Addressing the challenges
But while scaleups hold the key to turbocharging the UK’s economic recovery, it isn’t straightforward. The challenges facing these fast growth companies are well documented, outlined by the ScaleUp Institute (SUI) as access to: finance, talent, leadership capacity, markets and infrastructure.
A strong M&A strategy can play a pivotal role here, allowing scaleups to benefit from timely investment and an established infrastructure, as well as tapping into management expertise and access to international markets.
Some companies will be well-suited to a merger with, or acquisition by, 'strategic' buyers (as opposed to ‘financial’ buyers) — larger organisations who lack the cutting-edge technological innovation and talent needed to help them evolve and adapt quickly to survive in a competitive marketplace. Such a partnership can allow the scaleup to realise accelerated growth, obtain funding, and access international distribution and markets.
An experienced M&A advisor will have extensive contacts within specialist market sectors, an understanding of buying companies’ strategic aims and be able to articulate the vision of future success that bringing the two companies together could bring.
For example, Hampleton used its strategic understanding of AI, automotive technology and financial markets to advise Bright Box HK Limited, the vendor of turn-key connected car platform Remoto, on its acquisition by the leading insurer, Zurich Insurance Group.
The acquisition helped Zurich to expand its focus on mobility through tailored services, enhanced by digital interactions with car drivers and closer collaboration with car dealerships, NSCs and OEMs.

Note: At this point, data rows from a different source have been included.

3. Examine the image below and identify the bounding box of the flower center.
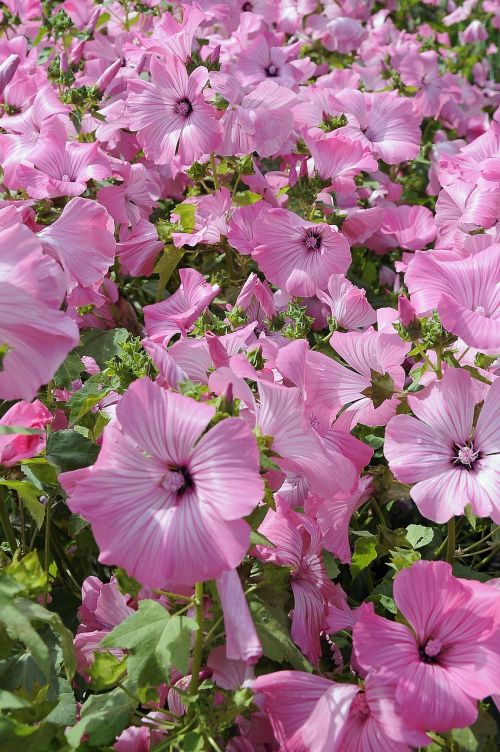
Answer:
[453,442,479,470]
[174,98,193,117]
[351,692,370,720]
[162,467,194,496]
[418,640,443,663]
[304,230,321,251]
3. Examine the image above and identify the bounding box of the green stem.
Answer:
[371,497,387,527]
[44,499,52,606]
[189,582,203,709]
[446,517,455,564]
[0,486,17,556]
[210,152,220,191]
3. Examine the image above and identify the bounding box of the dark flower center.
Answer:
[452,441,481,470]
[174,98,193,117]
[162,466,194,497]
[418,640,442,664]
[265,63,279,78]
[304,230,321,251]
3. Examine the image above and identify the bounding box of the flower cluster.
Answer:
[0,0,500,752]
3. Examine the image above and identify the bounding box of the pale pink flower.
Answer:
[335,89,421,164]
[252,209,351,297]
[316,274,376,331]
[256,497,332,665]
[0,223,79,400]
[0,400,54,467]
[216,569,262,664]
[436,180,500,248]
[384,368,500,522]
[353,561,500,733]
[116,219,164,277]
[17,118,111,199]
[309,327,409,429]
[125,56,220,165]
[405,244,500,352]
[59,378,263,588]
[38,198,116,291]
[144,269,220,343]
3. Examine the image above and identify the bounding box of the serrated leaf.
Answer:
[248,596,312,672]
[46,428,99,472]
[0,479,45,529]
[101,600,197,686]
[66,687,135,749]
[351,535,378,579]
[78,329,128,368]
[406,525,434,548]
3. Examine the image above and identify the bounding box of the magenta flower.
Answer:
[60,378,263,588]
[353,561,500,733]
[0,217,79,400]
[405,244,500,353]
[252,671,429,752]
[252,209,351,297]
[335,89,421,164]
[125,56,220,165]
[384,368,500,523]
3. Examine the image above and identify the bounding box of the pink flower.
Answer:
[17,118,111,198]
[335,89,421,164]
[144,269,220,344]
[210,73,297,157]
[353,561,500,733]
[309,328,409,429]
[38,198,116,291]
[405,244,500,352]
[256,506,332,665]
[116,219,163,277]
[0,223,79,400]
[0,400,53,467]
[436,180,500,248]
[380,204,436,251]
[216,569,262,664]
[316,274,376,330]
[252,671,429,752]
[252,209,351,297]
[59,378,263,588]
[384,368,500,522]
[125,56,220,165]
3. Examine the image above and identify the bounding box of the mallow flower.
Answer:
[59,378,264,588]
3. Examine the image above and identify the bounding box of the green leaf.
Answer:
[406,525,434,548]
[153,245,184,301]
[89,652,127,692]
[54,350,85,387]
[248,596,312,672]
[0,479,45,529]
[101,600,197,686]
[447,710,498,752]
[46,428,99,473]
[66,687,135,749]
[78,329,128,368]
[351,535,378,580]
[323,551,340,580]
[250,530,276,548]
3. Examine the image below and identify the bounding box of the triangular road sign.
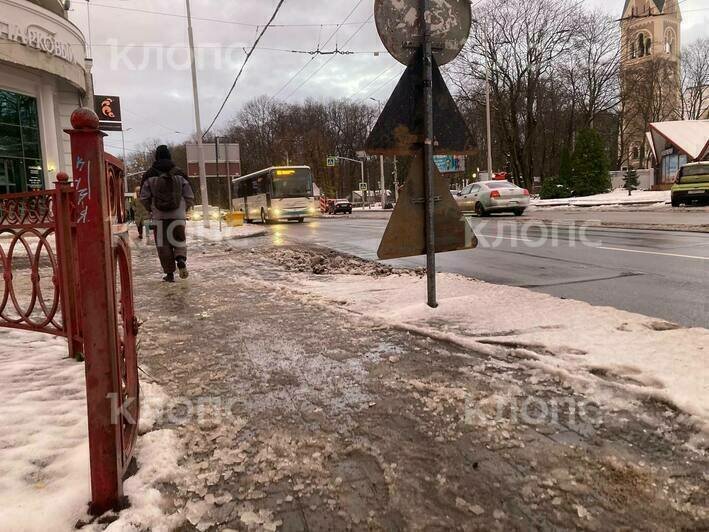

The alliance also enabled both companies to drive further innovation of the Remoto platform.
As for the UK government, in recognition of the role scaleups can play in strengthening the economy, the March 2021 budget included a number of measures to address key challenges and help companies realise their potential. To meet the skills shortage, a points-based visa route — including a fast track scheme for tech scaleups — has been introduced, simplifying the process for tech talent to enter the UK.
A Listings Review has also been designed to encourage tech giants (both UK-based and overseas) to IPO in the UK. Consultations have been launched regarding R&D tax reliefs too, while the launch of a £375m Future Fund: Breakthrough will see the government take equity stakes in fast-growing tech companies, matching venture capital finance.
As Gerard Grech, Chief Executive of Tech Nation says in the company’s 2021 report, “The UK’s tech success is the result of foresight, drive and dynamism. The strong and growing tech ecosystem we have nurtured over the years is delivering stellar results. I believe that this is just the beginning of what the UK can achieve.”
Tech scaleups are by their nature, innovative, growing and agile, poised to pivot to meet emerging needs and demands. They are key to re-invigorating the UK economy by driving innovation and creating jobs.